E le (grandi) squadre che ha guidato lo testimoniano: ha saputo adattarsi ai calciatori a disposizione e questo è un merito, non un punto di debolezza. Sei anni dopo il trionfo di Gelsenkirchen e una serie di successi sulla panchina del Chelsea in Premier League, arriva il triplete con l’Inter, con tanto di Champions alzata sul cielo di Madrid: Milito, Milito e il Bayern è stato demolito senza appello.

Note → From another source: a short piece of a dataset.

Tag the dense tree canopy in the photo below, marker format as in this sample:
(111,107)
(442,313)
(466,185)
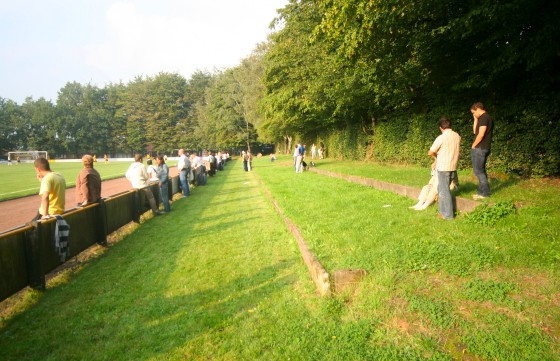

Lui ha salutato quella sera stessa, lo aspettava il Madrid, con cui poi ha vinto Liga e Coppa del Re. Il ritorno al Chelsea non è ricco ma una English Football League Cup se la porta a casa. Per poi passare al Manchester United in cerca d’autore, dopo l’addio di sir Alex Ferguson. Mou prova a risollevare le sorti degli insoddisfatti Red Devils e ci riesce: prima di andare via vince la Community Shield, l’EFL Cup e soprattutto l’Europa League, in finale contro l’Ajax: 24 maggio 2017, 2-0, reti di Pogba e Mkhitaryan. Quarta finale e quarto successo in una coppa europea, prima di arrivare alla quinta con la Roma, la Conference lo scorso anno a Tirana, battendo il Feyenoord grazie a una rete di Zaniolo, che ora è molto lontano, mentre Mou ci riprova. Per la sesta volta. Le finalissime non fanno per lui, ma non è questo il caso: le Supercoppe europee le ha lasciate al Milan (29 agosto 2003, 1-0 rete di Sheva), al Bayern Monaco (30 agosto 2013, 7-6 dopo i calci di rigore) e al Madrid (8 agosto 2017, Casemiro, Isco e per lo United, Lukaku). Ma questa, lo ribadiamo, finalissima non lo è. E’ solo una finale. O un finale (con la Roma), il suo.